Medica Liberia, (formerly Medica Mondiale), a local non-government organization (NGO), through its After Ebola Assistance Project, on Tuesday provided cash assistance to 15 survivors to help them establish businesses.

Each of the beneficiaries, four males and eleven females, received US$250.

The head of program, Josephine Tengbeh, said the cash is intended to help them reestablish their lives and there is no better way to do this than through entrepreneurship.

“We want them to do their own businesses; this is why we decided to provide this little cash for them to start. We want them to get involved in something that will bring their dignity back,” she said.
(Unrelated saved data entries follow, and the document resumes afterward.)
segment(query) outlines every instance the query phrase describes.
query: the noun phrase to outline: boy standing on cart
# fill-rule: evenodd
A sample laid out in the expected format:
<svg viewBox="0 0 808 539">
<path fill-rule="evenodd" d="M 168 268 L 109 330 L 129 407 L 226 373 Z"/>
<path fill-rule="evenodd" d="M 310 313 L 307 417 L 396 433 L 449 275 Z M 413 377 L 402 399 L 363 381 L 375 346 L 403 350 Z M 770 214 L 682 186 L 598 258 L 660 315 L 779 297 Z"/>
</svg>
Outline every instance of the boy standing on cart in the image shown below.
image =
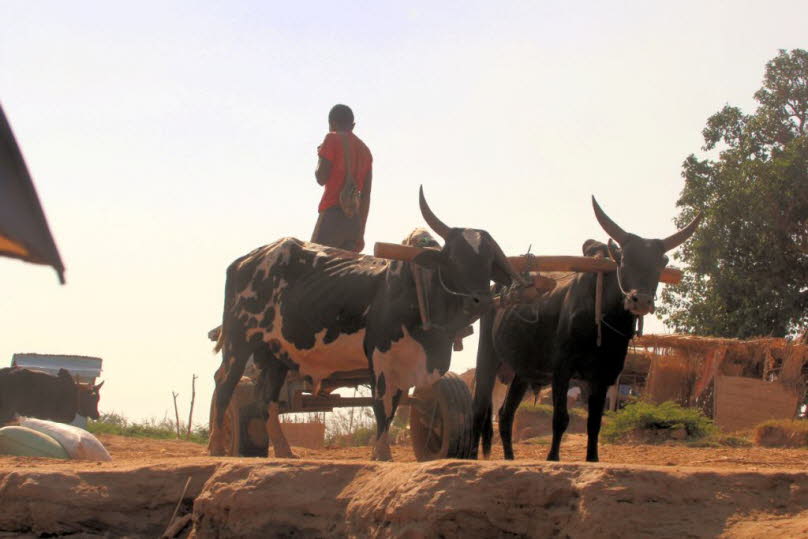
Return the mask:
<svg viewBox="0 0 808 539">
<path fill-rule="evenodd" d="M 353 111 L 334 105 L 328 130 L 317 148 L 317 183 L 325 187 L 311 241 L 360 252 L 370 210 L 373 156 L 354 132 Z"/>
</svg>

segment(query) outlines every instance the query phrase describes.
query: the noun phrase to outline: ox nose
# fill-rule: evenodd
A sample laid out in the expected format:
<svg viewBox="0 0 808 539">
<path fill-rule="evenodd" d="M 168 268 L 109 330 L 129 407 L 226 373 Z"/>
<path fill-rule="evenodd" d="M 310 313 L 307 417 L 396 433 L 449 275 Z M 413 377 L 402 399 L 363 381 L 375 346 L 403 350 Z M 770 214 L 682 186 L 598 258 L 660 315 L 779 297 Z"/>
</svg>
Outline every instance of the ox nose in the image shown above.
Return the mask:
<svg viewBox="0 0 808 539">
<path fill-rule="evenodd" d="M 631 314 L 645 316 L 654 312 L 654 296 L 632 290 L 626 296 L 626 309 Z"/>
</svg>

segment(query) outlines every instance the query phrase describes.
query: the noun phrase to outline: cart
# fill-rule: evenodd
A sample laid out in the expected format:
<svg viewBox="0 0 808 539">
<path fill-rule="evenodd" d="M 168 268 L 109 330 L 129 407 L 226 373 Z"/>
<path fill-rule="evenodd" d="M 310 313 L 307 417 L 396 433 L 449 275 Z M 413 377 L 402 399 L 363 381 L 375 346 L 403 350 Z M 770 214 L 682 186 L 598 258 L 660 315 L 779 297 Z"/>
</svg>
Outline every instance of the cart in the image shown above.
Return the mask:
<svg viewBox="0 0 808 539">
<path fill-rule="evenodd" d="M 222 434 L 226 455 L 268 455 L 267 410 L 256 398 L 257 375 L 257 368 L 250 360 L 225 411 Z M 339 372 L 323 380 L 320 391 L 314 394 L 308 379 L 290 372 L 281 388 L 280 413 L 331 412 L 335 408 L 372 406 L 371 397 L 343 397 L 335 392 L 339 388 L 369 385 L 370 380 L 368 369 Z M 403 396 L 399 404 L 410 407 L 410 438 L 419 461 L 470 455 L 472 399 L 468 386 L 459 376 L 448 372 L 432 386 L 416 388 L 412 395 Z"/>
</svg>

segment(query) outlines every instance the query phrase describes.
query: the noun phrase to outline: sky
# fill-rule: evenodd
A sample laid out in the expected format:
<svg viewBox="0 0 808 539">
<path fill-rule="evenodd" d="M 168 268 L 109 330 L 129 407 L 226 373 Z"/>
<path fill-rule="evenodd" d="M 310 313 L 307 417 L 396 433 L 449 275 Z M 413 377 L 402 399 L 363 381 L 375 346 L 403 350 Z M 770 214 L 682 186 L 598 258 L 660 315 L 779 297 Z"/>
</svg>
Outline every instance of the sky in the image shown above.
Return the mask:
<svg viewBox="0 0 808 539">
<path fill-rule="evenodd" d="M 132 419 L 173 414 L 172 391 L 187 414 L 196 374 L 203 423 L 225 269 L 310 237 L 335 103 L 374 156 L 366 252 L 424 225 L 422 184 L 508 254 L 577 255 L 606 237 L 591 195 L 672 233 L 707 118 L 808 48 L 804 1 L 299 4 L 0 2 L 0 102 L 67 279 L 0 258 L 0 365 L 101 357 L 100 408 Z"/>
</svg>

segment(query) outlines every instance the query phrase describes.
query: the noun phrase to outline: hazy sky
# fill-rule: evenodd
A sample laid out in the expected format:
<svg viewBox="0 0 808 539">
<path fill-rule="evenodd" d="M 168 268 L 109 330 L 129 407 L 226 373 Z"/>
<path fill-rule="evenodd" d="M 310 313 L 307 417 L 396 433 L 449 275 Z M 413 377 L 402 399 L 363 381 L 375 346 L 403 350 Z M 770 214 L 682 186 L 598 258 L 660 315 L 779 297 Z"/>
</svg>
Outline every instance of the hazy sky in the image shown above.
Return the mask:
<svg viewBox="0 0 808 539">
<path fill-rule="evenodd" d="M 187 413 L 196 373 L 206 421 L 225 268 L 311 235 L 333 104 L 374 155 L 368 252 L 423 225 L 423 184 L 507 253 L 579 254 L 591 194 L 670 234 L 706 119 L 808 47 L 804 0 L 434 4 L 0 2 L 0 101 L 67 268 L 0 259 L 0 364 L 100 356 L 102 410 L 133 418 L 172 390 Z"/>
</svg>

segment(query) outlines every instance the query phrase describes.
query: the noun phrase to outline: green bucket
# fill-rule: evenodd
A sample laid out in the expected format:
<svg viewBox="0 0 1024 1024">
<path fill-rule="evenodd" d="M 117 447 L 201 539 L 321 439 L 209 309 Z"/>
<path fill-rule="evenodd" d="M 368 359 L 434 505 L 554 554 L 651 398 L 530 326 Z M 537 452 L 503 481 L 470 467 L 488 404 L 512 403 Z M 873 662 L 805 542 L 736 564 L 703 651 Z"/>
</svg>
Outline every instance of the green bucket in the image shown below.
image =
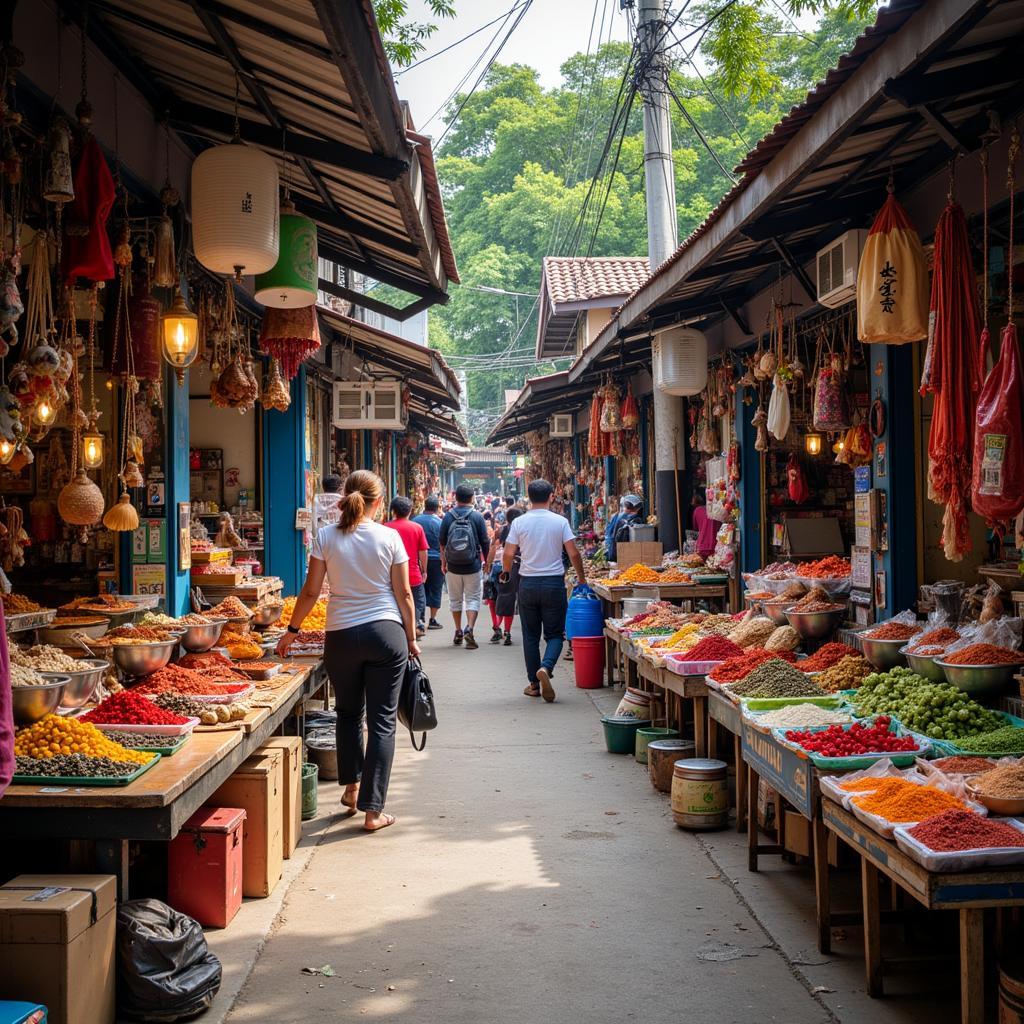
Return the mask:
<svg viewBox="0 0 1024 1024">
<path fill-rule="evenodd" d="M 637 730 L 651 724 L 650 719 L 630 718 L 626 715 L 605 715 L 604 742 L 609 754 L 632 754 L 636 751 Z"/>
<path fill-rule="evenodd" d="M 647 764 L 647 744 L 652 740 L 677 740 L 680 738 L 678 729 L 665 729 L 646 726 L 636 731 L 636 759 L 638 764 Z"/>
<path fill-rule="evenodd" d="M 308 761 L 302 766 L 302 820 L 316 817 L 316 787 L 320 766 Z"/>
</svg>

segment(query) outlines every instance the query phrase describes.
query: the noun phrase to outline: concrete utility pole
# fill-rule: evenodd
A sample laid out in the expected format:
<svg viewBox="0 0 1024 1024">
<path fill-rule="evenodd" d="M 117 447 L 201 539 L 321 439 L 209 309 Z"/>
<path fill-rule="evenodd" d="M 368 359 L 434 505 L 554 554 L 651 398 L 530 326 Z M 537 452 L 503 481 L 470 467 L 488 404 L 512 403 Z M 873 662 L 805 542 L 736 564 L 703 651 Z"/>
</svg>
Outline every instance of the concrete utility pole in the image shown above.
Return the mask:
<svg viewBox="0 0 1024 1024">
<path fill-rule="evenodd" d="M 644 67 L 644 180 L 647 191 L 647 258 L 653 272 L 679 245 L 672 122 L 669 119 L 665 42 L 666 0 L 638 0 L 637 39 Z M 652 368 L 653 369 L 653 368 Z M 685 452 L 683 402 L 654 389 L 654 468 L 658 535 L 665 551 L 678 550 L 676 458 Z M 682 469 L 680 466 L 679 469 Z"/>
</svg>

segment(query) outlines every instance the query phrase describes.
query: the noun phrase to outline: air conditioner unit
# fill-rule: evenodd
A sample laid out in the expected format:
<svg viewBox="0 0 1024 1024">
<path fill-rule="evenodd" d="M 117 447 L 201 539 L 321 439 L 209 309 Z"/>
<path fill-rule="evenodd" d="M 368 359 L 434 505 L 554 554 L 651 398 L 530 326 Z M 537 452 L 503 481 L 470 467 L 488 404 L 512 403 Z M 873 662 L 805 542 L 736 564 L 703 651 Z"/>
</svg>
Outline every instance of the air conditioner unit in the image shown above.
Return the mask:
<svg viewBox="0 0 1024 1024">
<path fill-rule="evenodd" d="M 572 437 L 575 431 L 573 430 L 573 419 L 575 417 L 571 412 L 556 412 L 552 417 L 548 425 L 548 434 L 551 437 Z"/>
<path fill-rule="evenodd" d="M 819 250 L 818 301 L 829 309 L 842 306 L 857 296 L 857 267 L 866 231 L 847 231 L 830 245 Z"/>
<path fill-rule="evenodd" d="M 331 423 L 339 430 L 404 430 L 401 381 L 339 381 Z"/>
</svg>

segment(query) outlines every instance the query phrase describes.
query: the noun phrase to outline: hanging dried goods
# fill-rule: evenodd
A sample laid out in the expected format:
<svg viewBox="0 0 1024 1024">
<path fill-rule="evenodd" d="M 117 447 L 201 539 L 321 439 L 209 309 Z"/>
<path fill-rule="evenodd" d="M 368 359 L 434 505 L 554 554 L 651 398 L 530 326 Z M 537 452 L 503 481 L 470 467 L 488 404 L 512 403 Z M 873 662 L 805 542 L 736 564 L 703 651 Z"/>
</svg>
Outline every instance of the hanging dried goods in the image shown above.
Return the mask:
<svg viewBox="0 0 1024 1024">
<path fill-rule="evenodd" d="M 893 734 L 888 733 L 888 735 L 892 736 Z M 909 741 L 911 745 L 904 744 L 880 749 L 912 750 L 917 744 L 912 736 L 905 736 L 903 740 Z M 930 818 L 933 814 L 941 814 L 943 811 L 967 810 L 966 804 L 962 800 L 958 800 L 952 793 L 936 789 L 934 786 L 921 786 L 915 782 L 907 782 L 906 779 L 895 776 L 880 779 L 877 788 L 870 793 L 855 796 L 851 802 L 868 814 L 876 814 L 886 821 L 895 823 L 923 821 L 925 818 Z"/>
<path fill-rule="evenodd" d="M 24 612 L 42 611 L 43 606 L 36 604 L 31 598 L 23 594 L 0 594 L 0 605 L 3 605 L 4 615 L 21 615 Z"/>
<path fill-rule="evenodd" d="M 158 708 L 151 700 L 122 690 L 107 697 L 97 707 L 81 716 L 84 722 L 100 725 L 185 725 L 187 718 Z"/>
<path fill-rule="evenodd" d="M 987 757 L 966 757 L 963 754 L 940 757 L 937 761 L 929 763 L 932 768 L 938 768 L 944 775 L 982 775 L 996 766 L 995 761 Z"/>
<path fill-rule="evenodd" d="M 909 640 L 917 636 L 922 627 L 908 622 L 886 622 L 874 629 L 869 629 L 864 636 L 869 640 Z"/>
<path fill-rule="evenodd" d="M 1024 800 L 1024 764 L 1001 764 L 972 779 L 971 785 L 982 796 L 997 800 Z"/>
<path fill-rule="evenodd" d="M 762 662 L 732 686 L 737 697 L 820 697 L 822 690 L 781 658 Z"/>
<path fill-rule="evenodd" d="M 14 737 L 14 753 L 41 761 L 59 754 L 85 754 L 87 757 L 109 757 L 112 761 L 130 761 L 136 765 L 146 764 L 151 757 L 111 743 L 89 722 L 60 715 L 46 715 L 19 730 Z"/>
<path fill-rule="evenodd" d="M 65 654 L 59 647 L 48 644 L 36 644 L 28 650 L 11 645 L 9 654 L 12 665 L 24 665 L 37 672 L 82 672 L 90 668 L 70 654 Z"/>
<path fill-rule="evenodd" d="M 990 732 L 965 736 L 957 742 L 957 746 L 965 753 L 973 751 L 982 754 L 1024 754 L 1024 729 L 1015 725 L 1004 725 Z"/>
<path fill-rule="evenodd" d="M 822 725 L 845 725 L 850 716 L 842 711 L 817 704 L 790 704 L 758 715 L 757 724 L 771 728 L 813 728 Z"/>
<path fill-rule="evenodd" d="M 997 644 L 969 644 L 942 660 L 950 665 L 1020 665 L 1024 652 Z"/>
<path fill-rule="evenodd" d="M 851 654 L 824 669 L 814 677 L 814 681 L 826 693 L 838 693 L 840 690 L 856 690 L 871 672 L 872 668 L 864 658 Z"/>
<path fill-rule="evenodd" d="M 850 656 L 859 656 L 859 651 L 849 644 L 827 643 L 819 647 L 810 657 L 800 662 L 800 669 L 804 672 L 821 672 L 831 668 L 837 662 Z"/>
</svg>

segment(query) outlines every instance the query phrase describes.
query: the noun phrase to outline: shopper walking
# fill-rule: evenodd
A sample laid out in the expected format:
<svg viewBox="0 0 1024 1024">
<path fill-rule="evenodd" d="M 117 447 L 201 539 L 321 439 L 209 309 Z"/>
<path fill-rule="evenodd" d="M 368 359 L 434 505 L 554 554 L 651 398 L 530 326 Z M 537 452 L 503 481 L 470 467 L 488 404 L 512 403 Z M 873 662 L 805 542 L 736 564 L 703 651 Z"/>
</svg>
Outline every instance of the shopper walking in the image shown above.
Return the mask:
<svg viewBox="0 0 1024 1024">
<path fill-rule="evenodd" d="M 523 631 L 523 656 L 528 680 L 523 693 L 527 697 L 543 697 L 549 704 L 555 699 L 551 676 L 562 653 L 568 607 L 563 551 L 576 570 L 576 578 L 587 578 L 569 521 L 549 507 L 553 492 L 554 488 L 547 480 L 534 480 L 527 487 L 530 510 L 508 528 L 501 576 L 503 582 L 511 580 L 518 554 L 521 559 L 519 624 Z M 540 653 L 542 633 L 543 656 Z"/>
<path fill-rule="evenodd" d="M 456 646 L 466 641 L 475 651 L 480 645 L 473 635 L 480 602 L 483 599 L 484 556 L 490 544 L 484 517 L 473 507 L 473 488 L 459 484 L 455 489 L 455 508 L 441 520 L 441 567 L 448 584 L 448 602 L 455 620 Z M 466 628 L 462 628 L 462 615 Z"/>
<path fill-rule="evenodd" d="M 413 516 L 412 521 L 422 527 L 427 538 L 427 573 L 423 581 L 427 610 L 430 621 L 427 629 L 443 629 L 437 621 L 441 610 L 441 589 L 444 587 L 444 572 L 441 570 L 441 516 L 438 513 L 437 498 L 430 497 L 423 502 L 423 511 Z"/>
<path fill-rule="evenodd" d="M 427 592 L 423 581 L 427 572 L 427 554 L 430 545 L 427 535 L 419 523 L 414 523 L 409 516 L 412 514 L 412 502 L 401 495 L 391 500 L 391 518 L 384 524 L 397 530 L 405 552 L 409 556 L 409 586 L 412 588 L 412 600 L 416 606 L 416 638 L 427 632 Z"/>
<path fill-rule="evenodd" d="M 488 603 L 488 607 L 491 610 L 491 626 L 494 630 L 491 635 L 491 643 L 501 643 L 504 636 L 506 647 L 512 646 L 512 620 L 516 614 L 517 594 L 519 591 L 520 558 L 516 555 L 512 560 L 509 578 L 504 582 L 502 582 L 504 570 L 501 560 L 505 551 L 505 542 L 508 540 L 509 526 L 522 514 L 522 511 L 518 508 L 508 511 L 508 523 L 495 533 L 491 539 L 491 550 L 487 553 L 487 564 L 484 566 L 485 574 L 493 582 L 494 597 Z"/>
<path fill-rule="evenodd" d="M 338 781 L 345 787 L 341 802 L 351 814 L 365 812 L 368 832 L 395 821 L 384 812 L 384 802 L 395 756 L 398 696 L 407 659 L 420 653 L 409 555 L 397 531 L 375 522 L 383 502 L 384 483 L 376 474 L 360 469 L 345 481 L 338 523 L 318 531 L 306 582 L 277 644 L 278 655 L 285 657 L 326 577 L 324 663 L 338 715 Z"/>
</svg>

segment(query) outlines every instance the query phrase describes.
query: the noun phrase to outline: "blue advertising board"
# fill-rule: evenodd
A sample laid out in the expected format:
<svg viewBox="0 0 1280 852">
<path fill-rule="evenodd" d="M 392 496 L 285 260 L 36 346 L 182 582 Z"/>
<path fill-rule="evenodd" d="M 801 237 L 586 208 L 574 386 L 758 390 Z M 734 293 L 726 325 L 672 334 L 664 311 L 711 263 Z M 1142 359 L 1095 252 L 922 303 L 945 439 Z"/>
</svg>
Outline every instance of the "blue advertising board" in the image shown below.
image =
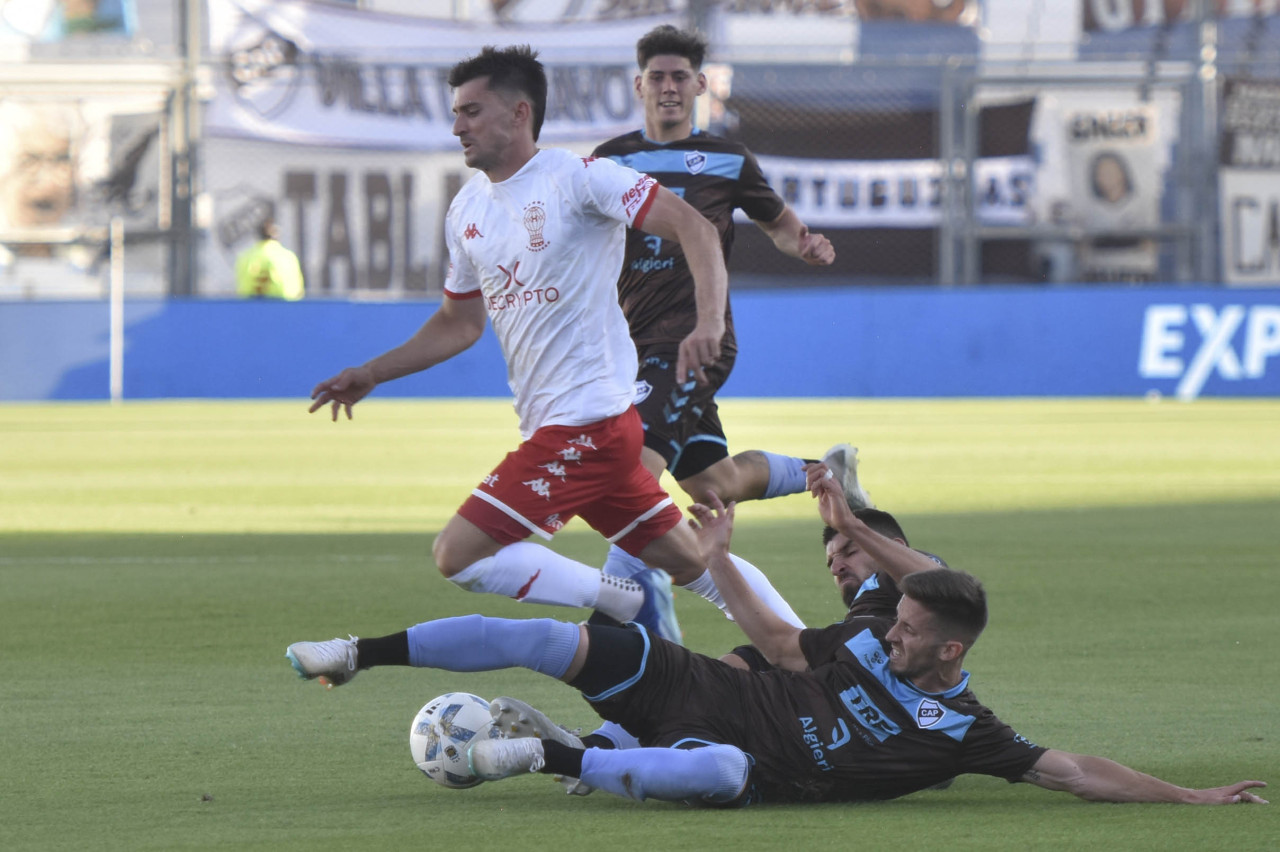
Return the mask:
<svg viewBox="0 0 1280 852">
<path fill-rule="evenodd" d="M 434 303 L 126 303 L 125 398 L 305 398 Z M 1280 288 L 823 287 L 733 296 L 743 397 L 1280 396 Z M 0 303 L 0 400 L 109 394 L 104 302 Z M 385 396 L 502 397 L 491 331 Z"/>
</svg>

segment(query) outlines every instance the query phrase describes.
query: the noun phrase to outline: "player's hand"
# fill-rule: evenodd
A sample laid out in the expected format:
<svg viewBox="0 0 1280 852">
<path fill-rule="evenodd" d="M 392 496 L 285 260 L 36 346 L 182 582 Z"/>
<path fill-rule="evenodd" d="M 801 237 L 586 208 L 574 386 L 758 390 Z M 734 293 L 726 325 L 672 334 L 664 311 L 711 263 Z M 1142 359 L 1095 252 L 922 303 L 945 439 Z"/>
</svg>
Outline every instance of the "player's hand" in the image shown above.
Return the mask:
<svg viewBox="0 0 1280 852">
<path fill-rule="evenodd" d="M 1249 790 L 1265 787 L 1265 781 L 1237 781 L 1225 787 L 1213 787 L 1208 790 L 1192 790 L 1191 803 L 1197 805 L 1269 805 L 1266 799 Z"/>
<path fill-rule="evenodd" d="M 676 356 L 676 379 L 685 383 L 692 379 L 700 385 L 709 381 L 707 370 L 720 360 L 720 340 L 724 337 L 724 324 L 718 329 L 707 328 L 702 323 L 680 341 Z"/>
<path fill-rule="evenodd" d="M 809 233 L 809 226 L 800 228 L 799 258 L 810 266 L 830 266 L 835 262 L 836 249 L 831 240 L 822 234 Z"/>
<path fill-rule="evenodd" d="M 707 502 L 694 503 L 689 507 L 689 526 L 693 527 L 698 537 L 698 550 L 702 558 L 723 556 L 729 552 L 729 541 L 733 538 L 733 511 L 736 503 L 725 506 L 714 491 L 707 493 Z"/>
<path fill-rule="evenodd" d="M 818 499 L 818 514 L 823 523 L 839 530 L 857 521 L 849 508 L 844 489 L 836 482 L 830 468 L 822 462 L 813 462 L 804 466 L 804 475 L 809 493 Z"/>
<path fill-rule="evenodd" d="M 333 420 L 338 420 L 338 409 L 346 409 L 347 419 L 351 419 L 351 406 L 369 395 L 378 382 L 373 378 L 373 371 L 368 367 L 348 367 L 331 379 L 325 379 L 311 389 L 309 409 L 315 414 L 326 405 L 332 406 Z"/>
</svg>

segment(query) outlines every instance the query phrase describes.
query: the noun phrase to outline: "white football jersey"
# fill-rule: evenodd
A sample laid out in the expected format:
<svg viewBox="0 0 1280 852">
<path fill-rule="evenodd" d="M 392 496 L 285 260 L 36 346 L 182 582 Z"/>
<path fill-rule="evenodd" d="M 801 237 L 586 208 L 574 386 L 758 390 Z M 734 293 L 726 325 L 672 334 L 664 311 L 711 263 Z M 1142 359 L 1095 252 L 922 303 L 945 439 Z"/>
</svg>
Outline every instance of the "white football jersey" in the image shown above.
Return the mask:
<svg viewBox="0 0 1280 852">
<path fill-rule="evenodd" d="M 618 273 L 627 226 L 657 191 L 610 160 L 546 148 L 500 183 L 477 172 L 449 205 L 445 297 L 484 300 L 525 438 L 631 404 L 638 364 Z"/>
</svg>

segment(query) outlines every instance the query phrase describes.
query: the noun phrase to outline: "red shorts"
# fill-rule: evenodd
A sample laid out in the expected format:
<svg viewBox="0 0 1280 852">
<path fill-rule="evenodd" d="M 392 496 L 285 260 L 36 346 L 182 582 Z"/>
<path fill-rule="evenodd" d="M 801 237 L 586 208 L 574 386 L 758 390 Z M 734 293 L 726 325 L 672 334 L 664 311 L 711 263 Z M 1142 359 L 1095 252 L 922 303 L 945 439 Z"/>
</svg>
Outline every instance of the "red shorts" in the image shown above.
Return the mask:
<svg viewBox="0 0 1280 852">
<path fill-rule="evenodd" d="M 640 463 L 634 407 L 588 426 L 544 426 L 471 492 L 458 514 L 501 544 L 550 539 L 575 515 L 638 555 L 680 523 L 680 510 Z"/>
</svg>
“They lost everything. Some of them lost their entire families and their stories are so heartbreaking and we felt that we could not let them go just like that without any assistance,” Madam Tengbeh said.

Throughout the Ebola crisis, the organization provided psychosocial counseling to victims of the outbreak, said Yah Parwon, assistant to senior management, disclosed.

“We have been working with them for a period of time now and we know that they are truly in need of assistance,” she said.

She indicated that the organization worked with the survivors for over nine months.

“Many of these people lost their breadwinners. The psychological damages caused by the virus are still visible in them, but our psychosocial team really did a good job. That’s why you see most of them have now recovered,” Ms. Parwon said.

She hoped that the beneficiaries would make very good use of the cash to help them get back on their feet.

“Their stories have always broken my heart. I share tears whenever I hear each one of them explain their ordeal, it is so painstaking. But I pray that God will take them through,” she noted.

Psychosocial counselor Florida Clarke also noted that in spite of the psychosocial help offered the survivors; there is the need for the institution to follow it up with financial assistance.

“Because this is how it works. When you deal with the minds, it has to go with empowerment and I highly appreciate this initiative,” she said.

The beneficiaries lauded ML, which they said has always been there for them-providing them food and material supports during the crisis. They promised to do their best to ensure that the cash help them rebuild their lives.

Sampson Kanuway, an Ebola survivor and a carpenter who has now decided to establish his shop on the Old Road, was very happy when he received the cash. “I really want to be grateful to the organization for this help.”

Mr. Kanuway, who previously learned carpentry through apprenticeship at his uncle’s shop before attending a vocational school, said he has always thought of establishing his own shop but had never had the support.

Madam Tengbeh also taught the beneficiaries some business skills that would help them become successful in their businesses. She taught them how to be focused, time conscious, flexible, realistic and fair in dealing with their customers and fellow business people.

The organization has been working with over one hundred Ebola survivors during the crisis, but decided to choose the 15 because they were in dire conditions.